Thanks for your answers


----------



## sDestruct

Hello,
It would be something like this:
(somebody) has been making his mind (like that) stronger .

1. The subject is omitted. I tried to make it fluent with passive but i failed :/
2. そんな roughly equals to "that".
2. 今も is "now as well".
3. The word なあ seems to have no meanings.

Oh my gosh. I realised that i have problems with english.. Hope this helped you.


----------



## JapanForever

No, I think your English is okay. ^^ Just a question : Stronger in which way ?


----------



## Schokolade

JapanForever said:


> そんな彼の想いを今もなあ強めている.



なあ doesn't make sense here.  It has to be なお.


----------



## sDestruct

JapanForever said:


> Just a question : Stronger in which way ?


hmm... stronger wills or mental strength?


----------



## GiovanniC

My stab at it.

The feelings/emotions of that person are going stronger as of now [ as well].


----------



## sDestruct

GiovanniC said:


> My stab at it.
> 
> The feelings/emotions of that person are going stronger as of now [ as well].



Nice. think i had a mistake.


----------



## Schokolade

Lol nobody here knows the phrase "今もなお"?


----------



## Mizo_Elgabry

I think "今もなお" means even now or still , is that right ?


----------



## Flaminius

Yes, it does, *Mizo*.

I wonder if 彼の思い is not also a typo.  If it was to mean 彼への思い, then the whole sentence means that someone not mentioned has a growing sense of affection towards him.


----------



## JapanForever

Excuse me, I haven't answer earlier.
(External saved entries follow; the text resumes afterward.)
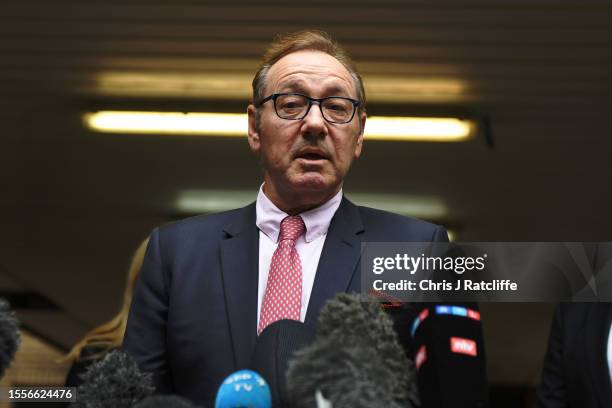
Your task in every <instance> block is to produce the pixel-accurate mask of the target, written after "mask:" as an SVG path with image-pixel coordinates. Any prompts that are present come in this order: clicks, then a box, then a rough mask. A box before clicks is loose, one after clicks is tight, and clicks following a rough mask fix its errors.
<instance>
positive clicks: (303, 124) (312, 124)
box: [302, 103, 327, 137]
mask: <svg viewBox="0 0 612 408" xmlns="http://www.w3.org/2000/svg"><path fill="white" fill-rule="evenodd" d="M302 121H303V125H302V130H303V131H304V135H314V136H318V137H325V136H326V135H327V122H326V121H325V118H323V114H322V112H321V105H319V104H318V103H313V104H312V106H311V107H310V111H309V112H308V114H307V115H306V116H305V117H304V119H302Z"/></svg>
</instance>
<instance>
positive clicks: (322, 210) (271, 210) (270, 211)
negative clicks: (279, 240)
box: [255, 184, 342, 242]
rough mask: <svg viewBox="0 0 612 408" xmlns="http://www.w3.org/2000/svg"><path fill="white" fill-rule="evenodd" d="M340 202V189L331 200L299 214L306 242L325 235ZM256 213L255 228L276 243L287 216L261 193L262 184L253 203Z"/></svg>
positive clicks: (261, 190) (340, 194) (315, 238)
mask: <svg viewBox="0 0 612 408" xmlns="http://www.w3.org/2000/svg"><path fill="white" fill-rule="evenodd" d="M341 201H342V189H340V191H338V193H337V194H336V195H335V196H333V197H332V198H331V199H329V200H328V201H326V202H325V203H323V204H322V205H320V206H318V207H316V208H313V209H312V210H308V211H304V212H303V213H301V214H299V215H300V216H301V217H302V219H303V220H304V224H305V225H306V234H305V235H304V239H305V241H306V242H312V241H314V240H315V239H317V238H319V237H320V236H321V235H325V234H327V230H328V229H329V224H330V223H331V219H332V218H333V216H334V214H335V213H336V210H338V207H340V202H341ZM255 208H256V212H257V221H256V224H257V228H259V230H260V231H261V232H263V233H264V234H266V236H267V237H268V238H270V239H271V240H272V241H273V242H277V241H278V235H279V233H280V223H281V221H282V220H283V219H284V218H285V217H287V216H288V215H289V214H287V213H286V212H284V211H282V210H280V209H279V208H278V207H277V206H276V205H274V203H273V202H272V201H270V199H269V198H268V197H267V196H266V195H265V193H264V192H263V184H262V185H261V186H260V187H259V193H258V194H257V201H256V203H255Z"/></svg>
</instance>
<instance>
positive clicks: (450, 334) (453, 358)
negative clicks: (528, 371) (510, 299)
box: [402, 303, 489, 408]
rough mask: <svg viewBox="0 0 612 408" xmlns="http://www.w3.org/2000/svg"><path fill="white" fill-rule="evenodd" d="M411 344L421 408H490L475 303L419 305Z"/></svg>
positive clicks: (412, 328) (481, 344)
mask: <svg viewBox="0 0 612 408" xmlns="http://www.w3.org/2000/svg"><path fill="white" fill-rule="evenodd" d="M419 307H420V308H421V309H420V312H417V315H416V317H415V318H414V320H413V321H412V323H411V324H408V325H405V326H404V327H403V328H402V330H404V331H406V332H409V333H410V334H411V336H412V338H413V343H414V346H413V348H414V350H415V351H414V353H415V361H416V367H417V376H418V382H419V391H420V395H421V402H422V404H423V407H444V408H446V407H470V408H484V407H488V404H489V402H488V388H487V376H486V359H485V350H484V340H483V335H482V324H481V321H480V312H479V310H478V306H477V305H476V304H474V303H463V304H459V303H454V304H439V303H425V304H419Z"/></svg>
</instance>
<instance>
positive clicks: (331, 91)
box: [280, 79, 351, 97]
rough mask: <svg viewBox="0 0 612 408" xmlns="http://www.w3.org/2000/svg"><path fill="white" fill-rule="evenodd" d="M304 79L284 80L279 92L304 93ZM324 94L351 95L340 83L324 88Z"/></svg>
mask: <svg viewBox="0 0 612 408" xmlns="http://www.w3.org/2000/svg"><path fill="white" fill-rule="evenodd" d="M304 85H305V84H304V81H303V80H300V79H292V80H290V81H288V82H286V83H285V84H283V86H281V87H280V92H282V91H285V90H287V91H296V92H301V93H304V94H306V93H307V92H306V87H305V86H304ZM324 95H327V96H335V95H337V96H347V97H351V94H350V92H348V90H347V89H346V88H345V87H344V86H341V85H332V86H331V87H329V88H326V89H325V93H324Z"/></svg>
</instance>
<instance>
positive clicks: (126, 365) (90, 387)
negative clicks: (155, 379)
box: [73, 350, 155, 408]
mask: <svg viewBox="0 0 612 408" xmlns="http://www.w3.org/2000/svg"><path fill="white" fill-rule="evenodd" d="M81 378H82V379H83V384H81V385H80V386H79V387H78V388H77V400H76V402H75V403H74V404H73V407H75V408H91V407H95V408H132V406H133V405H134V404H136V403H137V402H139V401H141V400H143V399H144V398H146V397H148V396H150V395H151V394H153V391H154V389H155V388H154V387H153V376H152V374H149V373H143V372H141V371H140V369H139V368H138V365H137V364H136V362H135V361H134V360H133V359H132V358H131V357H130V355H129V354H127V353H126V352H125V351H123V350H113V351H111V352H109V353H108V354H106V355H105V356H104V358H103V359H102V360H101V361H98V362H95V363H93V364H92V365H91V366H90V367H89V368H88V369H87V371H86V372H85V373H84V374H83V375H81Z"/></svg>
My computer broke down. 
So, there is the sentence before this one.
彼女が幸せなうば,  それでいと. 
What does it mean ? Can it help you ?


----------



## Flaminius

Hi,

The line probably should read:
彼女が幸せならば、それでいいと
[To think that] if she is happy, it's okay

This is the content of what "he" thinks.  彼の想い turned out to be authentic after all.  Good to know!

I am still wondering how lines in this thread contain a lot of typos.  If you copy and paste from an electronic text, please feel free to quote up to four sentences from the same material.  That also helps to establish the context of your question (required by the Forum Rules).


----------



## JapanForever

Thanks Flaminius.


----------